Thursday, February 23, 2012

What If Massage IS the Answer?

Last week I was starting to get worried. Twelve wasn't acting up or anything, but was just a bit more dismissive of Mom than usual. Tonight, though, she snuggled on my lap in the big blue chair during the Daily Show and complained that it's been awhile since she's had a back rub at bedtime ["awhile" = one day].

I was mega relieved. I'm not ready for this stage to be over.

How it actually works is that Twelve gets ready for bed, then calls out "I'm ready to be tucked in and cuddled with and back rubbed!" It's silly and charming, and she knows it.

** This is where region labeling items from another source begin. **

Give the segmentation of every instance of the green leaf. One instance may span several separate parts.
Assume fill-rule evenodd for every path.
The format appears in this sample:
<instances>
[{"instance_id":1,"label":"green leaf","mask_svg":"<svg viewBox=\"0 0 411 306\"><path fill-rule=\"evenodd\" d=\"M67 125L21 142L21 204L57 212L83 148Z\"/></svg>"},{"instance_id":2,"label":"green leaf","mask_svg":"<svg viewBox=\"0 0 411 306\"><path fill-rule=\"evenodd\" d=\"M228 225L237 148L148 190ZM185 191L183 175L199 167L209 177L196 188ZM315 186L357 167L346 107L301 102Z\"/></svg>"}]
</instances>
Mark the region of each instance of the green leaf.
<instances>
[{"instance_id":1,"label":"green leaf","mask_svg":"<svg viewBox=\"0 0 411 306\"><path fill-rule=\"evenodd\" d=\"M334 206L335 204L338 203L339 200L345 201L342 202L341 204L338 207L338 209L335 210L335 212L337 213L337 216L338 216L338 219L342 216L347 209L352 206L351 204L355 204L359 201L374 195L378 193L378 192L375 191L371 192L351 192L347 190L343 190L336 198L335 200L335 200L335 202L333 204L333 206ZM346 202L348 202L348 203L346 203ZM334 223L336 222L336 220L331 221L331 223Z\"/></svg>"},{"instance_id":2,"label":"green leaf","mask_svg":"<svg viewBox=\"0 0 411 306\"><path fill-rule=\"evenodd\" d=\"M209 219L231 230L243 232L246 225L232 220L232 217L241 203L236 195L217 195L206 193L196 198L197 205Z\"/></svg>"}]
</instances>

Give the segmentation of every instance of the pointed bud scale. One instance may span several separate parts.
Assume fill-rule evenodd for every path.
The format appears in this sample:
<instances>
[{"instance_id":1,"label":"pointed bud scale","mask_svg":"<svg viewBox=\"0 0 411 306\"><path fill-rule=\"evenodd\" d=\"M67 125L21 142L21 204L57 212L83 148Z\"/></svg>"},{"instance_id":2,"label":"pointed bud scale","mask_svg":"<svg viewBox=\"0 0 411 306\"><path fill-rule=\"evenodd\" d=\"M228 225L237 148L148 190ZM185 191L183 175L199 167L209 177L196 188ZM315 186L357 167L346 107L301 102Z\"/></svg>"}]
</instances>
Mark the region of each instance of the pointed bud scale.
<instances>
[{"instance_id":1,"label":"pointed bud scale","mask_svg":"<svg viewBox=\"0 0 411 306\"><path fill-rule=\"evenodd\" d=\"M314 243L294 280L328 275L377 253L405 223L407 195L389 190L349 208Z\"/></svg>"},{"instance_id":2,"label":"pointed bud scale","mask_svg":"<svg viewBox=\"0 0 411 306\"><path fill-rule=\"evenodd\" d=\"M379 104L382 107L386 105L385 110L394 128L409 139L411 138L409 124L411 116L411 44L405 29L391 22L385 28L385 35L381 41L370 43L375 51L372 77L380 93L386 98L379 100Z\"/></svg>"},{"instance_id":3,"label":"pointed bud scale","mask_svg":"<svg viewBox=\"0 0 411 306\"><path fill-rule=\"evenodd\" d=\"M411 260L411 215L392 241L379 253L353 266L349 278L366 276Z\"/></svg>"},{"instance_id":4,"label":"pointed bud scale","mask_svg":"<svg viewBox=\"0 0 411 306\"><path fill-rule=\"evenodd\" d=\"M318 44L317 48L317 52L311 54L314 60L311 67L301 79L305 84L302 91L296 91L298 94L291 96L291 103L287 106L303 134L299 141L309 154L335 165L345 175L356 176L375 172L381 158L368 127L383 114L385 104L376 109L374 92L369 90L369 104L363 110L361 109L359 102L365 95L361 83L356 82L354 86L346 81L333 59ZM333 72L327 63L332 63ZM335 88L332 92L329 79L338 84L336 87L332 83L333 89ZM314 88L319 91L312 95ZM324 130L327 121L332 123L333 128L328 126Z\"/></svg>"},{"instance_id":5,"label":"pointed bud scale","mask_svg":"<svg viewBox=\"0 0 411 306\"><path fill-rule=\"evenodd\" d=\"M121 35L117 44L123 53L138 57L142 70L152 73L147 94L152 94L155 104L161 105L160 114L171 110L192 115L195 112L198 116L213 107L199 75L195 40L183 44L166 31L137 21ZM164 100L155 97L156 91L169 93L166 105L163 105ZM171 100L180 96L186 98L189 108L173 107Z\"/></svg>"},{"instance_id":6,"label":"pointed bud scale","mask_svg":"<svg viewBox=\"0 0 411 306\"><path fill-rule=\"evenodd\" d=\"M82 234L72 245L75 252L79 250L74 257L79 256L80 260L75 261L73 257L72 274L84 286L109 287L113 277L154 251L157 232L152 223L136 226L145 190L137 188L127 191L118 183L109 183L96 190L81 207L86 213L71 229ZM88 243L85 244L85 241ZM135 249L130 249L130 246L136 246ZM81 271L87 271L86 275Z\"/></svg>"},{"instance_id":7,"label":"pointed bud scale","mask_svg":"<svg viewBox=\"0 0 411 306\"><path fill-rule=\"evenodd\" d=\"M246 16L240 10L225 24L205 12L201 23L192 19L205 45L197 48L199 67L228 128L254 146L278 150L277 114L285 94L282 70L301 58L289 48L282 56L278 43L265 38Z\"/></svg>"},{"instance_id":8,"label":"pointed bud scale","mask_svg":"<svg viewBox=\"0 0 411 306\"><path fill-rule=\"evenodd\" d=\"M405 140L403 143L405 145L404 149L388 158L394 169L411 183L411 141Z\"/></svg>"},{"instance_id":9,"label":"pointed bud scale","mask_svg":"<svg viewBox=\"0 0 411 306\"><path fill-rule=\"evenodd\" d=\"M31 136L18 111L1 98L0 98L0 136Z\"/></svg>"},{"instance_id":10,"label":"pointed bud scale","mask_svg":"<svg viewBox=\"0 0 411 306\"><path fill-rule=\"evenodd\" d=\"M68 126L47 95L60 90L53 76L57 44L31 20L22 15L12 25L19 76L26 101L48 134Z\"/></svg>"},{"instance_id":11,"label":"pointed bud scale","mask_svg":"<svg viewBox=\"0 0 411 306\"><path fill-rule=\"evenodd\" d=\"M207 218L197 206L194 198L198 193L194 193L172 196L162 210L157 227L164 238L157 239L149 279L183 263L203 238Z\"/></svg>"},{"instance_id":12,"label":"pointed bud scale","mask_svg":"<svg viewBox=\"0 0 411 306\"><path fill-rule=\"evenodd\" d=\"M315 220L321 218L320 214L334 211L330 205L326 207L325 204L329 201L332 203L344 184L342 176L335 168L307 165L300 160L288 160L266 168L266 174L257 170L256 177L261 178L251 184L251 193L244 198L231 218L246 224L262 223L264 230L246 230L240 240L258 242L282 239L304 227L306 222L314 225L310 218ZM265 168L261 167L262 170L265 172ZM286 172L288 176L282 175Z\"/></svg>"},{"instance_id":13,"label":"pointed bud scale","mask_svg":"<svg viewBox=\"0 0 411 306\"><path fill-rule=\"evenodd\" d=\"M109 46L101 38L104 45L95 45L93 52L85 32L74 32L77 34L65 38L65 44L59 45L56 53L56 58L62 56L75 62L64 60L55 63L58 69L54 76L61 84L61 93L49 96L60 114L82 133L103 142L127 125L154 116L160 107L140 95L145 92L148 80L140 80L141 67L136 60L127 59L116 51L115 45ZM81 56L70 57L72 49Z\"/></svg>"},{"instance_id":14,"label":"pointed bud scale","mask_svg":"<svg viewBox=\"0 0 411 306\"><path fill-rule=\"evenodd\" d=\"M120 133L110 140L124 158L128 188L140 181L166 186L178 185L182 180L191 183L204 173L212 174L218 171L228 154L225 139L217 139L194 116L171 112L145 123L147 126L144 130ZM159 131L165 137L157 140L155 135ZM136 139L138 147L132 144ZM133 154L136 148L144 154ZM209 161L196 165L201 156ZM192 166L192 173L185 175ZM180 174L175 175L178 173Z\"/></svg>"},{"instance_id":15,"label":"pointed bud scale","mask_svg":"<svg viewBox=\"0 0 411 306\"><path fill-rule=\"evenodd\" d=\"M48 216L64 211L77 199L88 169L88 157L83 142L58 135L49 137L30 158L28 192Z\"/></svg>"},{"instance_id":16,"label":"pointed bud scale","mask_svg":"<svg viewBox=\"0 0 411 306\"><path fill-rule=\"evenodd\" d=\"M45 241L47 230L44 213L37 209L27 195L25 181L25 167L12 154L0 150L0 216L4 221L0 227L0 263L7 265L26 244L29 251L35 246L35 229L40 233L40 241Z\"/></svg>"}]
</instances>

Normally she's not allowed to be so demanding, but we keep it silly and playful ("Oh, so you'll let me rub your back?") Perhaps being playfully demanding allows her to admit to wanting a back rub at bedtime.

Works for me.

I just wonder what will happen when she decides she's too old/mature/whatever for back rubs from mommy. We all need healthy physical touch, and it's not like we live in a society in which we get much of that, especially in adolescence. If you're not a child and you're not sexual, you're pretty much out of luck unless you're wealthy enough to purchase massage or proactive enough to establish a private realm in which to experience nonsexual healthy physical touch.

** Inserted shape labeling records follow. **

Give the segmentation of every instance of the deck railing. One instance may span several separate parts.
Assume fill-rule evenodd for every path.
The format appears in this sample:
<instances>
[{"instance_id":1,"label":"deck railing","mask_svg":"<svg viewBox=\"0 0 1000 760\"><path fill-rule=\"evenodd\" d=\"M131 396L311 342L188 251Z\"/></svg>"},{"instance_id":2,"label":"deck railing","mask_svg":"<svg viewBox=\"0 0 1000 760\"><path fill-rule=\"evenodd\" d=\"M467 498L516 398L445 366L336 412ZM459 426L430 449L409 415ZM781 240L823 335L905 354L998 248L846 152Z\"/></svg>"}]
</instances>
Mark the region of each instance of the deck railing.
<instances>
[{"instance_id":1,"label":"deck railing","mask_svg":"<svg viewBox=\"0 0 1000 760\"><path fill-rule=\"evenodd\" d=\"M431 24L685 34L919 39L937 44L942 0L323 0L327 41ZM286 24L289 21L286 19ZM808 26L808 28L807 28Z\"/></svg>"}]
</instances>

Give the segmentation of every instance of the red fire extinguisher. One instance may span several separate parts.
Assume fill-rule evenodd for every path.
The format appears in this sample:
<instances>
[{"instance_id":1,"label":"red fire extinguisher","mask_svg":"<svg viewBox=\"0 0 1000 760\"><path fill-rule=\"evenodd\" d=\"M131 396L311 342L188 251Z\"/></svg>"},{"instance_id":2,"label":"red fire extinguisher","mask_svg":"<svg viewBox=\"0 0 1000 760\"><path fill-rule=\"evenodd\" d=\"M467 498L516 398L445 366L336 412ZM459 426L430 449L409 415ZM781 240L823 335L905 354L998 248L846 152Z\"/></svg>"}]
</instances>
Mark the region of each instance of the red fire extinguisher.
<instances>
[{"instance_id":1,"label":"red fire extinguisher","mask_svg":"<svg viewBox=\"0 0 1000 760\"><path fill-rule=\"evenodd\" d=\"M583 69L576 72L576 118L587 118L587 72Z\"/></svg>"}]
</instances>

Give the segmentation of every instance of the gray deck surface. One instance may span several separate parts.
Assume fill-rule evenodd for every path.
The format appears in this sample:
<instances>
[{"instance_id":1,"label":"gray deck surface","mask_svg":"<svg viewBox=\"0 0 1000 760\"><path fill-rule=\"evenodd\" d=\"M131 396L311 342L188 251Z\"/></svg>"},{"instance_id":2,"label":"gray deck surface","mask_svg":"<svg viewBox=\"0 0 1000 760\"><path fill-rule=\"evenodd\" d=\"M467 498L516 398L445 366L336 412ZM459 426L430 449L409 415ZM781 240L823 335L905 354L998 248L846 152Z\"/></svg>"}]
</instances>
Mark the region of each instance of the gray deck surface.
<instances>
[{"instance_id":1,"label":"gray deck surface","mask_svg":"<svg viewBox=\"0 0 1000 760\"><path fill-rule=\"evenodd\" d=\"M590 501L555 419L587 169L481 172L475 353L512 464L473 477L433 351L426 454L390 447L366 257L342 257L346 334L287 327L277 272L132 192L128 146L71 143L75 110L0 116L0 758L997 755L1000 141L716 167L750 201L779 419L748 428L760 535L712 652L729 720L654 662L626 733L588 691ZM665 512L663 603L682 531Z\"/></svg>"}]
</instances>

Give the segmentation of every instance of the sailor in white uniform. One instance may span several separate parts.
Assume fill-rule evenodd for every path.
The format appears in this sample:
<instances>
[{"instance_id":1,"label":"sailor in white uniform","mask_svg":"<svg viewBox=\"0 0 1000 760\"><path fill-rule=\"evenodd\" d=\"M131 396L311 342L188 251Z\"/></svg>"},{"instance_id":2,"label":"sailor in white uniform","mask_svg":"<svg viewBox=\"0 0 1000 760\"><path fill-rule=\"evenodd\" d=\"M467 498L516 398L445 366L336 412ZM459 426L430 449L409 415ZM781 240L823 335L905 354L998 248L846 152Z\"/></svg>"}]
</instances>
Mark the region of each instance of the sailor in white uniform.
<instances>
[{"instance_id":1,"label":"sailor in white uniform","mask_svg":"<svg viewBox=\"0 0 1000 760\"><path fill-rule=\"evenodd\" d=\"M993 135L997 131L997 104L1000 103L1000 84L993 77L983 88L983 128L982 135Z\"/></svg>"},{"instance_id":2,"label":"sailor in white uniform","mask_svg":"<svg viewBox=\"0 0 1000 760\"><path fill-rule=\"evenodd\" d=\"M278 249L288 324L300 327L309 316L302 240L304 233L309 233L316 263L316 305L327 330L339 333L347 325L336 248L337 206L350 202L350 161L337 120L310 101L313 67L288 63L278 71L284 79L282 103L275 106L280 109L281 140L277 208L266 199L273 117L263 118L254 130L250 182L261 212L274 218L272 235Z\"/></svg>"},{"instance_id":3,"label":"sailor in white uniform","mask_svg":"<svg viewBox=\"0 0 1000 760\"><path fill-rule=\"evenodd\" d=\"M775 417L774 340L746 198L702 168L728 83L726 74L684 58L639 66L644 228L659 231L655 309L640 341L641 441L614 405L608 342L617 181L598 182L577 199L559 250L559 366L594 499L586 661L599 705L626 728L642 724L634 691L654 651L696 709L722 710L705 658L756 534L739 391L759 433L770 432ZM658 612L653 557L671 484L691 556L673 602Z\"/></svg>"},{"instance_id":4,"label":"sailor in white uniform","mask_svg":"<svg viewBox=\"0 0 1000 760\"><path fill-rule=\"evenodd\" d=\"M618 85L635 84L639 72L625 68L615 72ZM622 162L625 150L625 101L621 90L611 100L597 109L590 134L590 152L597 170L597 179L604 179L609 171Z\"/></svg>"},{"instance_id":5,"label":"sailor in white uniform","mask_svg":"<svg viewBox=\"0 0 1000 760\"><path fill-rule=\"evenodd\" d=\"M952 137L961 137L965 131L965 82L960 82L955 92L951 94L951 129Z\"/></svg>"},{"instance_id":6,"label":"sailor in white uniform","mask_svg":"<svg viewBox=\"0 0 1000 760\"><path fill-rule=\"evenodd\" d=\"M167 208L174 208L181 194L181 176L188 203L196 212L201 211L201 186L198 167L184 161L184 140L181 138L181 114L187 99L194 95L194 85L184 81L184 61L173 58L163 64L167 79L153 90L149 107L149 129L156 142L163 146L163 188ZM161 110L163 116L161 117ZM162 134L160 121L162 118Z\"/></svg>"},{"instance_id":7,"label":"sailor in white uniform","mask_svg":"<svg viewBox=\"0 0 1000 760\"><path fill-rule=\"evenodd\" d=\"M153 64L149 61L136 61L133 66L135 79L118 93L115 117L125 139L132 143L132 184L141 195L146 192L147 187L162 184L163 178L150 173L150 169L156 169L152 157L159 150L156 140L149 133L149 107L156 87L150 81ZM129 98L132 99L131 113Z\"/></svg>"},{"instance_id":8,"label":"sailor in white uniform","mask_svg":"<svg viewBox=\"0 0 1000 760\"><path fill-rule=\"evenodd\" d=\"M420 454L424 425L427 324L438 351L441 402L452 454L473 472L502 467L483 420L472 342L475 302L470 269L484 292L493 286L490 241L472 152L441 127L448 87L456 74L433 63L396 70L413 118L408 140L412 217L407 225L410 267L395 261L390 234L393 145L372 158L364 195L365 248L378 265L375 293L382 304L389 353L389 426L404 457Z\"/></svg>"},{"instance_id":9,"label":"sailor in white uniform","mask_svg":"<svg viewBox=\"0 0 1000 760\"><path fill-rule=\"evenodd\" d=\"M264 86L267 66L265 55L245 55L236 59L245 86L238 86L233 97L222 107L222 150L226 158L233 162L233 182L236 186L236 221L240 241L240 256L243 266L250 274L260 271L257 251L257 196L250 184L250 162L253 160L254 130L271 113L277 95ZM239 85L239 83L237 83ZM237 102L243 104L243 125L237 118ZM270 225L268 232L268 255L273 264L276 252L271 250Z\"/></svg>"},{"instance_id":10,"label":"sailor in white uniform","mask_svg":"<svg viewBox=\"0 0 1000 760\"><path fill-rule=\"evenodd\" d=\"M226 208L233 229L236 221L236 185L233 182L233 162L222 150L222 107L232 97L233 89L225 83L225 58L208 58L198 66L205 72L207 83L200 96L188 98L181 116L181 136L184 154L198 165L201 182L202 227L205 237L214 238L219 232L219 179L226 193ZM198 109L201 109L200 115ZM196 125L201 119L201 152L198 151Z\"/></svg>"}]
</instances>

I dunno about you, but I'd prefer that Twelve not seek sexual activity as a source of physical touch when she's too-old-for-Mommy stage but not yet adult. I am seriously considering finding a way to pay for regular massages during that stage. Indulgent? Perhaps. Privilege to the max? Certainly. But I can't help but wonder about the effect of regular massage on teen sexual behavior.

Maybe it wouldn't do a thing. Society's influences - media - wouldn't change. Boys would still learn to conflate sexual desire and possession, and girls would still learn to think of themselves as objects of others' pleasure.

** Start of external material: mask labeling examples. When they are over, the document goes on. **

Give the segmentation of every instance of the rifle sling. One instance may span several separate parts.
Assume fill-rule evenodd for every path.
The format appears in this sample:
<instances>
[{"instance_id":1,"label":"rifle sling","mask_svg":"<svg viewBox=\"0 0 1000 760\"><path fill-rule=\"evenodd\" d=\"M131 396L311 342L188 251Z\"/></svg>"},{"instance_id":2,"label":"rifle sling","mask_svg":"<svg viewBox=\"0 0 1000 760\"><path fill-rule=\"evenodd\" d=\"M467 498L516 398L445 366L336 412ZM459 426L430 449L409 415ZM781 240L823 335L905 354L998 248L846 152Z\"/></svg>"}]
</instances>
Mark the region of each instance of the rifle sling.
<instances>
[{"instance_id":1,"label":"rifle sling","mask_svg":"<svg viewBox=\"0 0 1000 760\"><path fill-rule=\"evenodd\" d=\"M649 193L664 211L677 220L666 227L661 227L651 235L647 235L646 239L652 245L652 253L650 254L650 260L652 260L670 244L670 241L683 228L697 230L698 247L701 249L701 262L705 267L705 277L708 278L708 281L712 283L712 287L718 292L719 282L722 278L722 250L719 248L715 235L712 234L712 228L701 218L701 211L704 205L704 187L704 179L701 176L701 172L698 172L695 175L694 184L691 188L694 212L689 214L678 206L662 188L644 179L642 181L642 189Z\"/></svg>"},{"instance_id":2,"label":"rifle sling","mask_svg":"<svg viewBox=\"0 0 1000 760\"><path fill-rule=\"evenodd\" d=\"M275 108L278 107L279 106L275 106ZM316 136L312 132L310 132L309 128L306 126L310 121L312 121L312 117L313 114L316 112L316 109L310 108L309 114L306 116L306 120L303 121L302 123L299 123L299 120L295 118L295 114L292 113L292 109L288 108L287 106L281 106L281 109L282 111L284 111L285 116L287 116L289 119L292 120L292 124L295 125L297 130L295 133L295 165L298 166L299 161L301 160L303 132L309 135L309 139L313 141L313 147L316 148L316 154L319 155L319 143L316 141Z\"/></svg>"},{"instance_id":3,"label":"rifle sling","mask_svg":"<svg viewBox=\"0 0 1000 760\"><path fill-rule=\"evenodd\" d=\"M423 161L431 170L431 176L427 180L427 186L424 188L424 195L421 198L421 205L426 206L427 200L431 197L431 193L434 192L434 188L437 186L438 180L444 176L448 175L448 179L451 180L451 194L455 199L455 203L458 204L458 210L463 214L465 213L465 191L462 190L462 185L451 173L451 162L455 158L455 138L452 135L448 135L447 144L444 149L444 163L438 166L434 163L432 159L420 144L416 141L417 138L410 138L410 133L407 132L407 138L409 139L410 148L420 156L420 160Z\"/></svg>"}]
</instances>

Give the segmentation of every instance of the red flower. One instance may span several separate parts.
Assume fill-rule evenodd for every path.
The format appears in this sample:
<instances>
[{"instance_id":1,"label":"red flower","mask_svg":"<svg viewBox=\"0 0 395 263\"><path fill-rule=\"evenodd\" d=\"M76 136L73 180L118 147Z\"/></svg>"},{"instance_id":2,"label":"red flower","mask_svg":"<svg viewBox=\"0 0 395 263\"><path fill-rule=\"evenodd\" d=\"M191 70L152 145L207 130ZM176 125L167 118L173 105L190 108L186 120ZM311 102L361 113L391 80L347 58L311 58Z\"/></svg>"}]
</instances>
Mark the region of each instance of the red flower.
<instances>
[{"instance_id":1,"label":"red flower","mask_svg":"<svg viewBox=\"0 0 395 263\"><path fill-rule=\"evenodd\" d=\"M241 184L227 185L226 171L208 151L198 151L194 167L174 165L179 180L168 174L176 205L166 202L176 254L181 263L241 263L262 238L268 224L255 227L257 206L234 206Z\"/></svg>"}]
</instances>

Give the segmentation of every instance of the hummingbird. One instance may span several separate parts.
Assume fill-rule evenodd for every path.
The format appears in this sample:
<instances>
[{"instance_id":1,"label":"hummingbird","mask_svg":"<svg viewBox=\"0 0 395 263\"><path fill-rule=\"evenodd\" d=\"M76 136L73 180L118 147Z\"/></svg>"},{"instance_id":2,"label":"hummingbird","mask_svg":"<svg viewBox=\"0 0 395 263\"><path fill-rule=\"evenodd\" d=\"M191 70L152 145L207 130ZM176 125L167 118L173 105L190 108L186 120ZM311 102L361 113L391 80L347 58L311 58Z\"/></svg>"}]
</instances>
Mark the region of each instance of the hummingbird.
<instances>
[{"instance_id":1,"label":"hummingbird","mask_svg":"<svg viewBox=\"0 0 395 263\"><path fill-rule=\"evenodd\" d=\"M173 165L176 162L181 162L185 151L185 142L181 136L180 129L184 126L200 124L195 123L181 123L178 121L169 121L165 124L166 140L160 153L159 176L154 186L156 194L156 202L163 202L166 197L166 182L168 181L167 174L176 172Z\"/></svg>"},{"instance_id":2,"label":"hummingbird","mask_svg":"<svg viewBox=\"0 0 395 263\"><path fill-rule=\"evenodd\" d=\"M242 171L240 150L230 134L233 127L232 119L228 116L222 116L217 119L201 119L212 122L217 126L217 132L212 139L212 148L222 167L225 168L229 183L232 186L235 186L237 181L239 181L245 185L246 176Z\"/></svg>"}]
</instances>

But maybe experiencing lots of positive touch would help young women feel better about their bodies. Maybe young men wouldn't resort to clumsily coercive sexual encounters in order to experience physical touch. Fewer teen pregnancies. Reduced STIs. Improved self-esteem. Lower stress, even.

Imagine the possibilities.

Now: Write to your elected officials, and demand public funding for massage therapy. If your representative is a Republican, call it an anti-abortion strategy. If a Democrat, throw in the bits about reduced STIs and improved self-esteem. If you happen to be represented by a parent of someone in the eleven-to-twenty-year-old range, write an impassioned, heartfelt couple of pages.

And maybe somewhere buried in the fine print we could include massage for the stressed-out parents of all these youngsters. After all, even if by some miracle they're not having sex, we still have to deal with driving, grades, college applications, curfews, clothing, piercings, hair color, tattoos ... awwww, hell.